Many of the people the group met were aid workers themselves, or counselors who were personally affected by the disaster as they attempted to serve clients. Some of the counselors were from Louisiana, and were working in Mississippi because of so much need in the state. The students counseled both people who had evacuated, and people who had stayed through the storm. The professors worked with the professional counselors.

The group was in Mississippi when the "honeymoon period" after the disaster was waning, she said. People were frustrated with the lack of help and attention compared to that given to Louisiana, and a lot of racial tension was resurfacing, she said. "Instilling hope was what we were doing while we were there," she said. The "absolute resiliency" of the people surprised her, as well as the welcome the group received, and the thanks from the people they worked with. "And the fact that they're going to rebuild," even without the insurance or the money to rebuild, she said.

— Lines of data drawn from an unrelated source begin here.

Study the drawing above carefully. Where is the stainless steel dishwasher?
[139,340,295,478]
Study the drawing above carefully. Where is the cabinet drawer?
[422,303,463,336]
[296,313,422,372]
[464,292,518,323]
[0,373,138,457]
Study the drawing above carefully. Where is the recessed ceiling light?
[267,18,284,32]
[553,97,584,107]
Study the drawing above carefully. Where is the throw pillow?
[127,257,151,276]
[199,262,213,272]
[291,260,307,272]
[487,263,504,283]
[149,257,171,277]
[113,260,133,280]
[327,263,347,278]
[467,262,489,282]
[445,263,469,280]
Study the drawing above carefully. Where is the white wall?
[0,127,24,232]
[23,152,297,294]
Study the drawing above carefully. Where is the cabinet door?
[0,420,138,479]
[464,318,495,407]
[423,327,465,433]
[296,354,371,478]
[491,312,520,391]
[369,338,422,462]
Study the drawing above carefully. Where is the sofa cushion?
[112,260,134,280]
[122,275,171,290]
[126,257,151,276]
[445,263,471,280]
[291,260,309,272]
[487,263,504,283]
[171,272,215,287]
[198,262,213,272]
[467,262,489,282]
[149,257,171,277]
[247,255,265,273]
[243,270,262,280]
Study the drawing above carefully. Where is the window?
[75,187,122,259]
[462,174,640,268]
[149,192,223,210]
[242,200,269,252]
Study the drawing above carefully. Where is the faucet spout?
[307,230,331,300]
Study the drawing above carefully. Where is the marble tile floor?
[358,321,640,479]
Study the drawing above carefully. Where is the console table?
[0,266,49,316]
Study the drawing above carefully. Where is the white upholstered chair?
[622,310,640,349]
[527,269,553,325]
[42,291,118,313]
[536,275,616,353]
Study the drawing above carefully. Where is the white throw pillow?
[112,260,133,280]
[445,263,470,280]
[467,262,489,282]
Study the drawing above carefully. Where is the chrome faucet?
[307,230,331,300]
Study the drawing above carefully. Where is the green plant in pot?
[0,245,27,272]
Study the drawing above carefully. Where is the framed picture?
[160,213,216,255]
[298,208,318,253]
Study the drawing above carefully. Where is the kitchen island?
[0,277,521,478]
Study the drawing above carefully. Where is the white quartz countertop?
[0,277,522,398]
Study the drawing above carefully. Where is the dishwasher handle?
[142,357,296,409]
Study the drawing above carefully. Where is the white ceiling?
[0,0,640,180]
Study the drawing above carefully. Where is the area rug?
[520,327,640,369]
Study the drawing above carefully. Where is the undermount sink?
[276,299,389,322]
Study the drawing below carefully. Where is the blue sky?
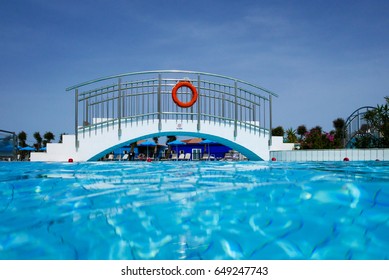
[0,0,389,143]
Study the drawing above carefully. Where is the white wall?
[270,136,294,151]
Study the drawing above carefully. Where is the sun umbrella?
[138,140,157,157]
[20,146,35,152]
[199,139,216,160]
[167,140,186,160]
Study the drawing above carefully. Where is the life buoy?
[172,81,197,108]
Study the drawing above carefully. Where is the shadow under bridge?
[67,70,277,160]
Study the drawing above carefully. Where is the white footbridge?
[30,70,277,161]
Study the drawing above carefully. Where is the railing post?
[157,73,162,131]
[74,88,79,151]
[197,75,201,131]
[234,80,238,139]
[118,78,122,139]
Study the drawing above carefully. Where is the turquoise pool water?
[0,162,389,260]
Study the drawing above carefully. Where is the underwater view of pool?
[0,161,389,260]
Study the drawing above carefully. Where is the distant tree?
[297,125,308,141]
[332,118,346,148]
[18,131,27,147]
[165,135,177,159]
[153,137,159,155]
[286,128,297,143]
[33,132,43,150]
[43,131,55,147]
[364,96,389,148]
[301,126,335,149]
[271,126,285,137]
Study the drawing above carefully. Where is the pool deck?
[270,149,389,161]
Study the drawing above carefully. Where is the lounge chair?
[178,154,185,160]
[201,154,209,160]
[171,154,177,160]
[122,154,130,160]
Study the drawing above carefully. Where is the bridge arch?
[344,106,375,148]
[31,70,278,161]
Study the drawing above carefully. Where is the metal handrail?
[66,70,278,97]
[66,70,278,147]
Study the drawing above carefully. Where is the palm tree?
[43,131,55,147]
[297,125,308,141]
[271,126,284,137]
[165,135,177,159]
[364,96,389,148]
[286,128,297,143]
[153,137,159,156]
[18,131,27,147]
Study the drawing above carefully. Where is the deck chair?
[171,154,177,160]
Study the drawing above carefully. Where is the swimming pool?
[0,162,389,260]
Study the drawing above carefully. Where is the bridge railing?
[344,106,375,148]
[67,70,277,149]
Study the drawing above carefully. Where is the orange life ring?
[172,81,197,108]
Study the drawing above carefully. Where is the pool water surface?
[0,161,389,260]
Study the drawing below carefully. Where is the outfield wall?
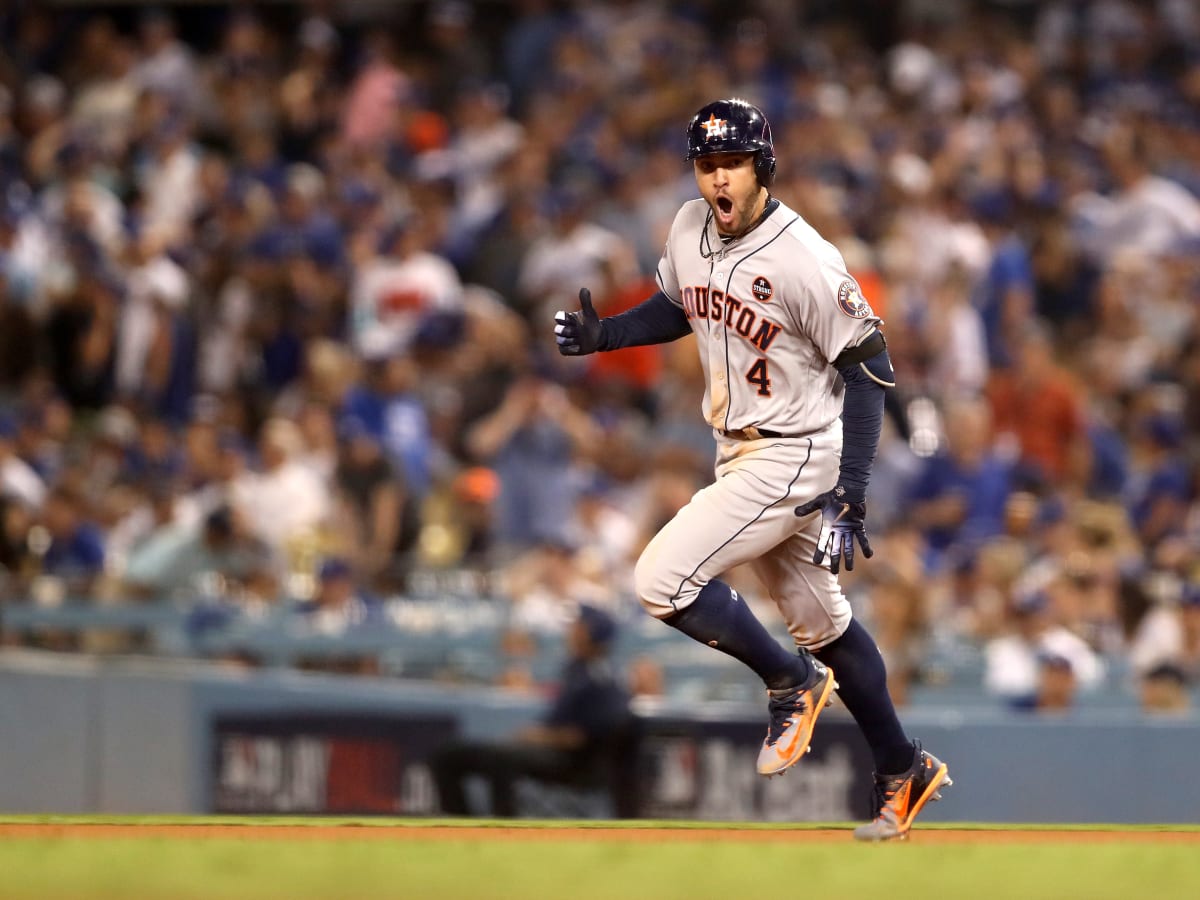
[0,650,1200,823]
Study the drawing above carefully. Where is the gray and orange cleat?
[758,652,838,775]
[854,740,954,841]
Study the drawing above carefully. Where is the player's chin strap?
[833,329,896,388]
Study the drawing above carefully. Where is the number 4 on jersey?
[746,359,770,397]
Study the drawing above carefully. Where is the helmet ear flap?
[754,150,775,187]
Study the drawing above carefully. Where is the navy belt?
[721,427,787,440]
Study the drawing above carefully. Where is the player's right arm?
[554,288,691,356]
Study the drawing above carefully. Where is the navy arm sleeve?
[838,349,892,503]
[596,290,691,350]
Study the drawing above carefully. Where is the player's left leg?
[634,442,834,775]
[754,532,952,840]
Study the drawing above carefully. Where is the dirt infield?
[0,823,1200,846]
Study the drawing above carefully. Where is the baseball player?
[554,100,950,840]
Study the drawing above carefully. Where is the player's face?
[692,154,767,235]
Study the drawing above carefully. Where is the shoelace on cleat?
[871,778,905,823]
[767,689,804,744]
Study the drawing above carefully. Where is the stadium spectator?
[431,606,635,817]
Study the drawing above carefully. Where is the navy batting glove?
[554,288,604,356]
[796,485,875,575]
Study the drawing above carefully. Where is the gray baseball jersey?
[658,199,880,434]
[634,199,880,649]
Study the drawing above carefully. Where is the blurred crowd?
[0,0,1200,707]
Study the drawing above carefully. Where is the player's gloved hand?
[554,288,604,356]
[796,485,875,575]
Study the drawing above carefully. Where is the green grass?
[0,816,1200,900]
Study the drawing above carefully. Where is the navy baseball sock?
[662,581,811,690]
[812,619,913,775]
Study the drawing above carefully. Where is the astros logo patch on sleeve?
[838,281,871,319]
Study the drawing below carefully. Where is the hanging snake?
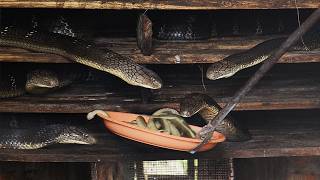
[0,124,96,149]
[206,27,320,80]
[0,26,162,89]
[180,93,250,141]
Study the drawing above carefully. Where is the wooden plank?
[234,156,320,180]
[0,64,320,113]
[0,110,320,162]
[0,0,318,9]
[91,162,116,180]
[0,36,320,64]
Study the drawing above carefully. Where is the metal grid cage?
[123,159,234,180]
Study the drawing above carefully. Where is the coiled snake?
[0,26,162,89]
[180,93,250,141]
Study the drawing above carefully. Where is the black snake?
[0,26,162,89]
[0,124,96,149]
[180,93,250,141]
[206,25,320,80]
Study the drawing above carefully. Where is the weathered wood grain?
[0,110,320,162]
[0,63,320,113]
[0,36,320,64]
[0,0,319,9]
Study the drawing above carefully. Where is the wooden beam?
[0,110,320,163]
[0,64,320,113]
[0,0,319,10]
[0,36,320,64]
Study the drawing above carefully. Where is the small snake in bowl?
[180,93,251,141]
[0,124,96,149]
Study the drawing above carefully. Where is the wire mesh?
[124,159,233,180]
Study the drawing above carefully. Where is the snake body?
[0,124,96,149]
[0,26,162,89]
[180,93,250,141]
[206,28,320,80]
[0,68,92,98]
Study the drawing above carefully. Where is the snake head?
[207,60,238,80]
[131,65,162,89]
[180,93,208,117]
[58,126,96,144]
[25,70,59,94]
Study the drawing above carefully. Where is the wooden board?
[234,156,320,180]
[0,36,320,64]
[0,64,320,113]
[0,0,319,9]
[0,110,320,162]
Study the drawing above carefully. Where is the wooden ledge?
[0,0,319,10]
[0,36,320,64]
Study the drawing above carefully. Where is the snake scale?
[0,26,162,89]
[180,93,250,141]
[0,124,96,149]
[206,25,320,80]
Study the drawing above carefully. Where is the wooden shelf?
[0,110,320,162]
[0,63,320,113]
[0,0,318,9]
[0,36,320,64]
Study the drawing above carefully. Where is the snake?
[0,67,92,98]
[206,27,320,80]
[180,93,251,142]
[0,26,162,89]
[0,124,96,149]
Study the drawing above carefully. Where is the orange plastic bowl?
[92,111,225,151]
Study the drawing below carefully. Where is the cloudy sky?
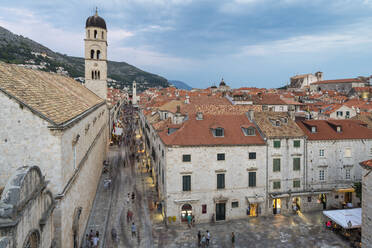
[0,0,372,87]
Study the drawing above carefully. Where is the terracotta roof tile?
[0,62,104,125]
[297,120,372,140]
[254,112,305,138]
[159,114,265,146]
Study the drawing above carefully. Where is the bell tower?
[84,9,107,99]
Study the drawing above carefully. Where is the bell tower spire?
[84,10,107,99]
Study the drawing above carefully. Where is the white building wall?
[362,169,372,248]
[166,146,266,223]
[307,140,372,208]
[267,138,305,213]
[0,93,62,193]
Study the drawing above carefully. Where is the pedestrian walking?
[88,229,94,246]
[187,214,192,228]
[131,222,137,238]
[93,231,99,248]
[231,232,235,248]
[200,235,206,248]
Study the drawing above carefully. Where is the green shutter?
[273,158,280,172]
[293,158,301,170]
[274,140,280,148]
[248,171,256,187]
[182,176,191,191]
[217,174,225,189]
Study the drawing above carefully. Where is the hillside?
[168,80,192,90]
[0,27,168,91]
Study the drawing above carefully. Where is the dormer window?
[213,127,224,137]
[242,127,256,136]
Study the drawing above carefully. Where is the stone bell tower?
[84,10,107,99]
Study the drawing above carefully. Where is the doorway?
[273,198,282,214]
[249,203,258,217]
[319,194,327,209]
[344,192,353,203]
[181,204,192,222]
[216,203,226,221]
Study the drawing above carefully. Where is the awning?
[337,188,355,193]
[323,208,362,229]
[174,199,199,203]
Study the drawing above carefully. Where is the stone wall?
[0,166,54,248]
[58,105,108,247]
[0,93,62,192]
[362,169,372,248]
[165,146,266,223]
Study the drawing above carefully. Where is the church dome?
[220,78,226,86]
[85,11,107,29]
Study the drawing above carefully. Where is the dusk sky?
[0,0,372,88]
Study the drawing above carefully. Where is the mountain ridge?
[0,26,169,91]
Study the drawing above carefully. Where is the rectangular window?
[345,148,351,158]
[182,154,191,162]
[319,170,324,181]
[273,158,280,172]
[273,181,280,189]
[293,180,301,188]
[293,158,301,170]
[214,128,223,137]
[202,204,207,214]
[217,174,225,189]
[231,201,239,208]
[182,175,191,191]
[319,149,324,157]
[249,152,256,159]
[217,153,225,161]
[345,169,351,180]
[248,171,256,187]
[274,140,280,148]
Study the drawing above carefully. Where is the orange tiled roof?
[0,62,104,125]
[312,78,361,85]
[297,120,372,140]
[159,114,265,146]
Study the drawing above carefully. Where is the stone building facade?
[84,12,107,99]
[297,120,372,209]
[360,160,372,248]
[0,63,109,247]
[0,166,55,248]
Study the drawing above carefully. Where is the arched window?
[23,231,40,248]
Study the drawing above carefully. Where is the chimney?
[196,112,203,120]
[248,109,254,121]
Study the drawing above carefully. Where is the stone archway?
[23,230,40,248]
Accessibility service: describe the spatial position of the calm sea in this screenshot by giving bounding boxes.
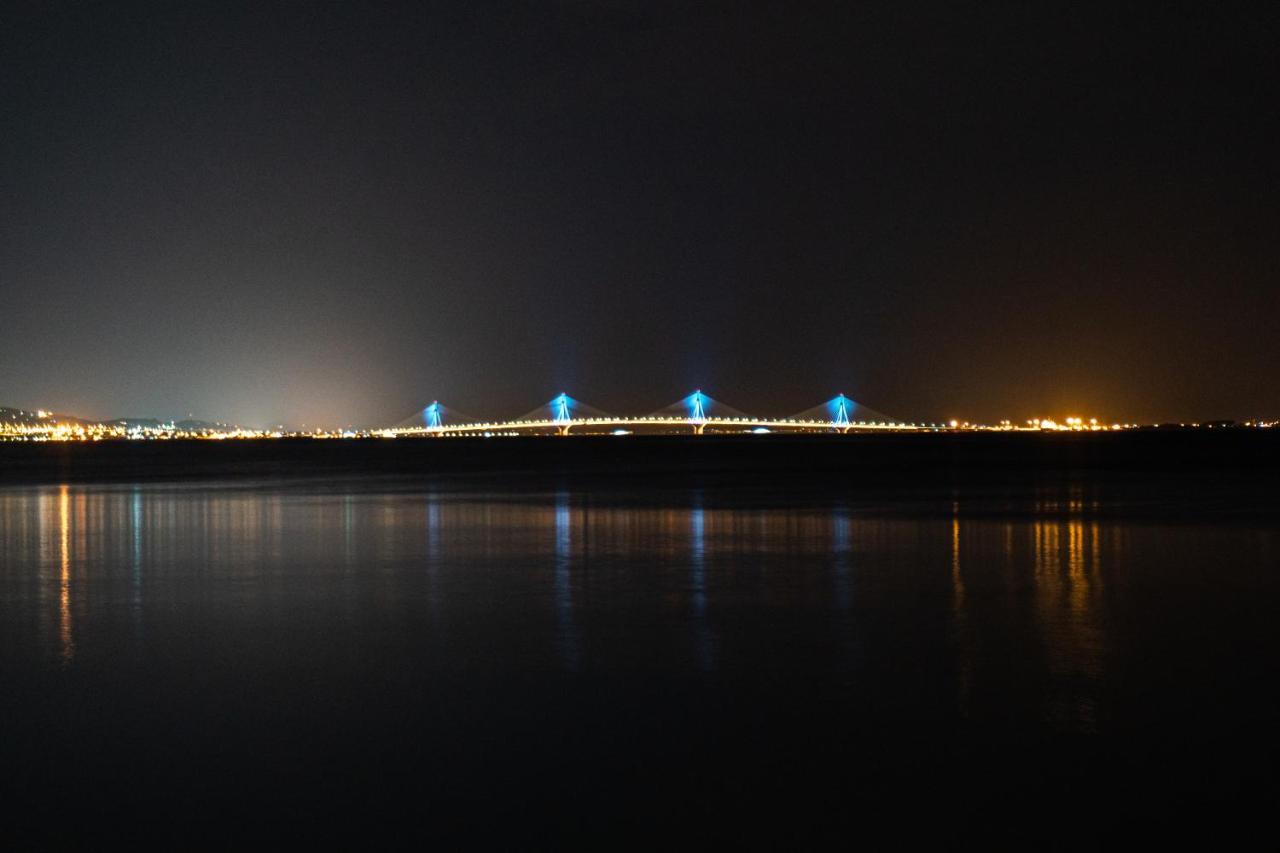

Another goal for the group was to help collect data in order to be effective advocates for Katrina survivors, because funding for such services is being cut off, Croushorn said. "In order to get funding, you have to have data." At the time, the George Mason group was told they were the last such group to be in Mississippi to help with the mental health counseling needs.

As she reflected on the experience a couple of months later, the needs she saw in Mississippi spoke to Croushorn's Brethren understandings of social justice. It was a perspective she had learned in BVS as well, she said. "It put a whole new spin on Thanksgiving, for all of us," she remembered. "First, how much being in something like that (Hurricane Katrina) puts things in perspective."

Since their return from Mississippi, the students have become advocates for the counseling needs of Katrina survivors, Croushorn said. The group is working toward doing lobbying on Capitol Hill. Some of the students planned to attend a March 14 march in Washington to protest the evictions of Katrina survivors without other viable housing options.

Croushorn has learned to talk through the "Katrina fatigue" that she has seen in other areas of the country, where some already are tired of dealing with the aftermath of the disaster. "There's a different kind of `Katrina fatigue' in Mississippi," she said. "It's not that they're tired of it--they can't get away from it, and they're tired."